There’s also a massive myopia in the liberal world and especially this website that really thinks the only true version of activism is within the Democratic Party. This is, of course, complete nonsense. What social movement of the past went through a political party structure? Even those who eventually did become part of a liberal Democratic Party, such as the labor movement, most certainly started with communists in the streets raising hell, beating up scabs, getting beaten up by cops, and overall doing none of the things that many commenters on this site think of as acceptable activist behavior. Martin Luther King himself would use Democrats when necessary, but then completely reject the mainstream of the party and come out to oppose the Vietnam War, infuriating Lyndon Johnson.
If you are an activist, you have to do what you think is necessary. If that means occupation, i.e, the anti-Vietnam protests, than OK. There’s another conversation to have within activist communities about strategy, agent provocateurs, the role of individual behavior versus the collective, etc. I am willing to listen and contribute to those conversations. But that’s not the conversation at LGM. The conversation is all HOW WILL THIS AFFECT JOE BIDEN IN NOVEMBER.

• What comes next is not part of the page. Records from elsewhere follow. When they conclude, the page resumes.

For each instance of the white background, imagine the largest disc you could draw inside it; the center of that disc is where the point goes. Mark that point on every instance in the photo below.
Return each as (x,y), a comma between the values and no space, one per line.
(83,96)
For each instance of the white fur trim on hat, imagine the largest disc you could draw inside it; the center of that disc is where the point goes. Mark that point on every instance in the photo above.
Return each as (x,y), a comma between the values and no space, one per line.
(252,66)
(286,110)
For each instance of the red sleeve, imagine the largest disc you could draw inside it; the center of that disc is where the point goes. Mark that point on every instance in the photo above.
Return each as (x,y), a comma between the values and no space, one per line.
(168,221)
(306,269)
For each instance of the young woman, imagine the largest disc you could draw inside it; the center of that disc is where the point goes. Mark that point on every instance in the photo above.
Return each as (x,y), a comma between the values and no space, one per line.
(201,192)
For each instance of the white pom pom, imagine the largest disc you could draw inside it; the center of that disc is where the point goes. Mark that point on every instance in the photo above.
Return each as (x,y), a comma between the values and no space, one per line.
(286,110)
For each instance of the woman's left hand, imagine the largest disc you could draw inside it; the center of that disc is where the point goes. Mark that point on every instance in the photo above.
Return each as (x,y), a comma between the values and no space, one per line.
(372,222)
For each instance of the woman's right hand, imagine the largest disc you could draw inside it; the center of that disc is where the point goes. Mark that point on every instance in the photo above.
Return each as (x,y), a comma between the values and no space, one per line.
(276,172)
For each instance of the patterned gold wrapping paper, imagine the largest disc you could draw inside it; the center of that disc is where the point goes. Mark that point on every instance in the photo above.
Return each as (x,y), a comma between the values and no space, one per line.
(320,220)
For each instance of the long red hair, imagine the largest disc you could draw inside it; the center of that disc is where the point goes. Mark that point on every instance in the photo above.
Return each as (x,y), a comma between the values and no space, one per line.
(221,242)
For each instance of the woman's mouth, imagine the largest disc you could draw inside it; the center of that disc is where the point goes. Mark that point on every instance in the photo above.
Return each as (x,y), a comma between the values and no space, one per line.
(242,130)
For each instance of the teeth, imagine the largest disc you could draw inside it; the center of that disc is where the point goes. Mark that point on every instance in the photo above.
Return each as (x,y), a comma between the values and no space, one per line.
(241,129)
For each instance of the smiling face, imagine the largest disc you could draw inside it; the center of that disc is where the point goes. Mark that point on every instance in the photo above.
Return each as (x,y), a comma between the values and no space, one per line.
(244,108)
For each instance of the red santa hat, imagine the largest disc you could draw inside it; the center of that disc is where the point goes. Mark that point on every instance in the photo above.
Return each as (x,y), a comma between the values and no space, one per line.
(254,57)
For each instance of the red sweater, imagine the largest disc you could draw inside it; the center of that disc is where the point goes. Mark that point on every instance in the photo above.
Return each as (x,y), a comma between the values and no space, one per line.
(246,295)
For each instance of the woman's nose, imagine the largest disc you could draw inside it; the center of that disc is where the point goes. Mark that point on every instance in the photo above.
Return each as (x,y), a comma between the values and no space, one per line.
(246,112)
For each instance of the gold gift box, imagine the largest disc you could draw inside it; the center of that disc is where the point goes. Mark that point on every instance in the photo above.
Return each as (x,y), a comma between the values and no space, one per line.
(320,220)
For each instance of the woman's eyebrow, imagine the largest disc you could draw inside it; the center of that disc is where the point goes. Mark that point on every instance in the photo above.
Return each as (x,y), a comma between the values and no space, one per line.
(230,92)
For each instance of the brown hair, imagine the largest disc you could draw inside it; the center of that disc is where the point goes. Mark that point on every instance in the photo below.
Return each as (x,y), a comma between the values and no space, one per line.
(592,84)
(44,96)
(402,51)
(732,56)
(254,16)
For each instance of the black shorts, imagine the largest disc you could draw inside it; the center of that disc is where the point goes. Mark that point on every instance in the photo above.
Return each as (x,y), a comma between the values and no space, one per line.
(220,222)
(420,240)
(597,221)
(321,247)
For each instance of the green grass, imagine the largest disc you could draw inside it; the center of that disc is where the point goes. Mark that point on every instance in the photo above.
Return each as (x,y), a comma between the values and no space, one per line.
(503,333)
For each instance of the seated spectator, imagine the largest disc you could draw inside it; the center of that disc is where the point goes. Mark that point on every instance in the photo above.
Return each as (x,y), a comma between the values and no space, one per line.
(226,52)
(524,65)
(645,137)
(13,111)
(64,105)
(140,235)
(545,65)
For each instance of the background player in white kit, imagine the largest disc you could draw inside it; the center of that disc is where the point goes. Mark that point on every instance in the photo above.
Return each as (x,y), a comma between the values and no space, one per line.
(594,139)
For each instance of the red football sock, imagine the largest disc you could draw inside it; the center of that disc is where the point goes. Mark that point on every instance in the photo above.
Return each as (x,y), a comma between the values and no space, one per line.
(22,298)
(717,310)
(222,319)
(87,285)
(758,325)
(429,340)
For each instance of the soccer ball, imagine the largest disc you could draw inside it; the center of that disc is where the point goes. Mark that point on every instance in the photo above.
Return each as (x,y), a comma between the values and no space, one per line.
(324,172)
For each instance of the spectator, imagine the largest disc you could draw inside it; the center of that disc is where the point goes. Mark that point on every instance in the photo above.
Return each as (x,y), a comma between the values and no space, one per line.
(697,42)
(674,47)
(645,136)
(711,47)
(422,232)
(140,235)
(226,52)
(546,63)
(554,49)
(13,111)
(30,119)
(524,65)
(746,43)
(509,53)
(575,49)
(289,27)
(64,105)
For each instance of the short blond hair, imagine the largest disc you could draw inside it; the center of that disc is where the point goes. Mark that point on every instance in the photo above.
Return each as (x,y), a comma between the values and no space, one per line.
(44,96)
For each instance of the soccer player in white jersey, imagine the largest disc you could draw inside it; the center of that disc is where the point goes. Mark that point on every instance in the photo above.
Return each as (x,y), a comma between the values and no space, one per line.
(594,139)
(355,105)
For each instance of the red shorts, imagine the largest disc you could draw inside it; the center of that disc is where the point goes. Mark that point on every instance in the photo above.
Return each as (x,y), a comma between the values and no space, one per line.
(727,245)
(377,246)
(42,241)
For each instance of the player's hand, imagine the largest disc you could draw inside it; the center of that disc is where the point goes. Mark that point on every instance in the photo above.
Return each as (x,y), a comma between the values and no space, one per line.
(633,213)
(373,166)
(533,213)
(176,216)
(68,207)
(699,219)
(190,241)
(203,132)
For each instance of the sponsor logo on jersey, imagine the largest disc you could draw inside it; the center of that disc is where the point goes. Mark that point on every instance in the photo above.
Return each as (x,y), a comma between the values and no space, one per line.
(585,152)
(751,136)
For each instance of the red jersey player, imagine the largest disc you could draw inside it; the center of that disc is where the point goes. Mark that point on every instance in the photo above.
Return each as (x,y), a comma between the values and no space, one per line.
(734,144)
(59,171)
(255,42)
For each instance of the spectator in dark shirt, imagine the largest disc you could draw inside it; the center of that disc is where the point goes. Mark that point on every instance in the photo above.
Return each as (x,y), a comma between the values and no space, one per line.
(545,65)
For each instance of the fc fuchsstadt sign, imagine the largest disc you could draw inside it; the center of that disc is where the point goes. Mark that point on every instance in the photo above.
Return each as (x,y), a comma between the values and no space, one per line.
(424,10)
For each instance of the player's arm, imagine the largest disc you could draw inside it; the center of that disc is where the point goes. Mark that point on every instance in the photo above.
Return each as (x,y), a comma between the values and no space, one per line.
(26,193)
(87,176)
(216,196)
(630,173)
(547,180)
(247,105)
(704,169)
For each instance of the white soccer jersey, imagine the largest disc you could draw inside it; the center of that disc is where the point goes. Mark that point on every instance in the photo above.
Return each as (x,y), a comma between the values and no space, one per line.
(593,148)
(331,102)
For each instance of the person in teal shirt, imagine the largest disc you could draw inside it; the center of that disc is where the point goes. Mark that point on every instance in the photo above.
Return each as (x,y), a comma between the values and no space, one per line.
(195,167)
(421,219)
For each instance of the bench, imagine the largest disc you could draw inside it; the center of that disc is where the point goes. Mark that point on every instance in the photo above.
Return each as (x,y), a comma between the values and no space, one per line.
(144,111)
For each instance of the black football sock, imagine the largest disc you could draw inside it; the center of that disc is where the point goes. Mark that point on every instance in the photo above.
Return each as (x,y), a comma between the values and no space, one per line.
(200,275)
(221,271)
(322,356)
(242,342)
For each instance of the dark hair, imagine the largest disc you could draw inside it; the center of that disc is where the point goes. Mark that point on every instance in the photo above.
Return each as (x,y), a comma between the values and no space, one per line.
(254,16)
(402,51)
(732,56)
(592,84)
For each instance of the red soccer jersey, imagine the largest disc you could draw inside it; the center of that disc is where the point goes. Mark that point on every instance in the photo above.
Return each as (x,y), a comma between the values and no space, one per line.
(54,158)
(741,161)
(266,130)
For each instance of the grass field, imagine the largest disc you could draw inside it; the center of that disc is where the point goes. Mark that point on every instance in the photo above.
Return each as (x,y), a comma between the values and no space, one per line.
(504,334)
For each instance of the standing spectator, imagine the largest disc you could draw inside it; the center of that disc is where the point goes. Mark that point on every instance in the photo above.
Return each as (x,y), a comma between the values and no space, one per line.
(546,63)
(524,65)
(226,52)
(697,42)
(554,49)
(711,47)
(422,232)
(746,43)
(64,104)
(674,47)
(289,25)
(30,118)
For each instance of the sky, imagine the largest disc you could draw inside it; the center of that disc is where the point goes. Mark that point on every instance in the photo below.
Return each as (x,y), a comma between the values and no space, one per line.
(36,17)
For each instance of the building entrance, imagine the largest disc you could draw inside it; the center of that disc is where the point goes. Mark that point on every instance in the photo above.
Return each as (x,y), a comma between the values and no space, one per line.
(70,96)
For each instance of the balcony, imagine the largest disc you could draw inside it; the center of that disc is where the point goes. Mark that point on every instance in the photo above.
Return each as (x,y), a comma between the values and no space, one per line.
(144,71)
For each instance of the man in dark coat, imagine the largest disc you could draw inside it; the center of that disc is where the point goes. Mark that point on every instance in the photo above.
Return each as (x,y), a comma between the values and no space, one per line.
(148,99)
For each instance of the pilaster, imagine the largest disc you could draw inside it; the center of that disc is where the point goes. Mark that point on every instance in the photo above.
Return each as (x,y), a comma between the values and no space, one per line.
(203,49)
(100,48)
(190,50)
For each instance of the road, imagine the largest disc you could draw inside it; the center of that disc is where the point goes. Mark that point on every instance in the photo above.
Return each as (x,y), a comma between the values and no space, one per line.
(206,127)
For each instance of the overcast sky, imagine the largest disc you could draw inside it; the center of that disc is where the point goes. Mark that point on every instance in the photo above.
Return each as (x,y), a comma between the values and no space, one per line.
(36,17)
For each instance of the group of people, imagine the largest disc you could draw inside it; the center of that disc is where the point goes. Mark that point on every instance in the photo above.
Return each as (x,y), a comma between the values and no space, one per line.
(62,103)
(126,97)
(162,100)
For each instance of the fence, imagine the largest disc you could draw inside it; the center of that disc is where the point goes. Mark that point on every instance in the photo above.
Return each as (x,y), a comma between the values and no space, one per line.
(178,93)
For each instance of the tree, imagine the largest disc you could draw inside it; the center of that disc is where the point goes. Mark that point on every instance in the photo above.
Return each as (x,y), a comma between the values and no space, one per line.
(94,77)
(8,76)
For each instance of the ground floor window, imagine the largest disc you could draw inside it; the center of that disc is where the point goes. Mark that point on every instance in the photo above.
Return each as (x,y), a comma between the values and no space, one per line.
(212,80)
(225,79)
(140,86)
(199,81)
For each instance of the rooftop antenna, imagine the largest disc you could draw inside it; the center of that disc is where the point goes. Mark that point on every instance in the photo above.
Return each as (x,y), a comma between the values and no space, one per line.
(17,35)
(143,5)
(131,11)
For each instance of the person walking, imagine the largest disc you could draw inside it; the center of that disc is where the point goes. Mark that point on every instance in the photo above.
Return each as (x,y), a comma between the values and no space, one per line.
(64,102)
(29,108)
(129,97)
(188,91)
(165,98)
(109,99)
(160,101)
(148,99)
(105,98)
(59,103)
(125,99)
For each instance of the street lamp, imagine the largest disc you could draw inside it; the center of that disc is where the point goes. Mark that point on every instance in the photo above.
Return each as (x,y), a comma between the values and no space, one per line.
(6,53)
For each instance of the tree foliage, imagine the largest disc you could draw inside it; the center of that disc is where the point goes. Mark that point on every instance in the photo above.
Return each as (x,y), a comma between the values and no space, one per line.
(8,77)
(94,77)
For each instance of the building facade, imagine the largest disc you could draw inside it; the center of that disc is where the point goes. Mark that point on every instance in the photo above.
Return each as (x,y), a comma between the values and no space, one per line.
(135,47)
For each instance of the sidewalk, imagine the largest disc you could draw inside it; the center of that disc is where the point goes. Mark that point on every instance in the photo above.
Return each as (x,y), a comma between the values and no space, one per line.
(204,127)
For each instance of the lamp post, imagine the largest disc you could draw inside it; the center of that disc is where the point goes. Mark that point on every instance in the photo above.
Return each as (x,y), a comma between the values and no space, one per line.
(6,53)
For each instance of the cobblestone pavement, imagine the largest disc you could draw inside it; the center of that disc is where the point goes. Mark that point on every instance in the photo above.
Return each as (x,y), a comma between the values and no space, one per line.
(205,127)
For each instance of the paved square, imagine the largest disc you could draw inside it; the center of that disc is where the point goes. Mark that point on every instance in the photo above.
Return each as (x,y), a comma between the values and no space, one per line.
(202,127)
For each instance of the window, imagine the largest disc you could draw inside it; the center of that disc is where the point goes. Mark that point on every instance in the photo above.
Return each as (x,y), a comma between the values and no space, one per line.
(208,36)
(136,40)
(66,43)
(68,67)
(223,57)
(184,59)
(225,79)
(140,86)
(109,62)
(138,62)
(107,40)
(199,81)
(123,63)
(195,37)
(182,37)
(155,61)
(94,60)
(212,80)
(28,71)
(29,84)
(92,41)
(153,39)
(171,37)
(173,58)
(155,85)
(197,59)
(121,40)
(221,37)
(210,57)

I don’t know, it seems to me that a quasi-fascist ethno-nationalist government supported engaging in ethnic cleansing if not genocide and killing tens of thousands of people seems to be a problem worth responding to, especially when Joe Biden supports it! And the fact that Jewish students are highly overrepresented in these protests strongly suggests that we need to not frame this as “defending Israel,” because there are lots of Jewish students, plenty of whom who have relatives in Israel, who are opposing the horrid actions in Gaza. You don’t have to think Hamas are anything but the biggest assholes on the planet to be outraged at what is going on and act on it,
And if 20 year old kids do dumb shit in protests, well, 20 year olds do dumb shit all the time. It’s not as if being disciplined and talking about nonviolence is going to make any difference with the vast majority of people who simply oppose all protest. Again, if you think this is unique or significant, you have to reckon with the widespread white hatred for even the nonviolent tactics of King in 68, especially if you are going back to the student protests of 68 to be fearful of the election this fall. People will vote this fall around a number of issues. If they are going to vote for Donald Trump because of some kids at Columbia acting in a certain way in early May, they were going to vote for Donald Trump anyway.
What we should be doing is supporting students in their activism, not whining that they aren’t doing it in our preferred way. I have no preferred way. Because what do I know about what is the right way? There’s no historical evidence that suggests there is a right way.
So stop whining about the protests and do something.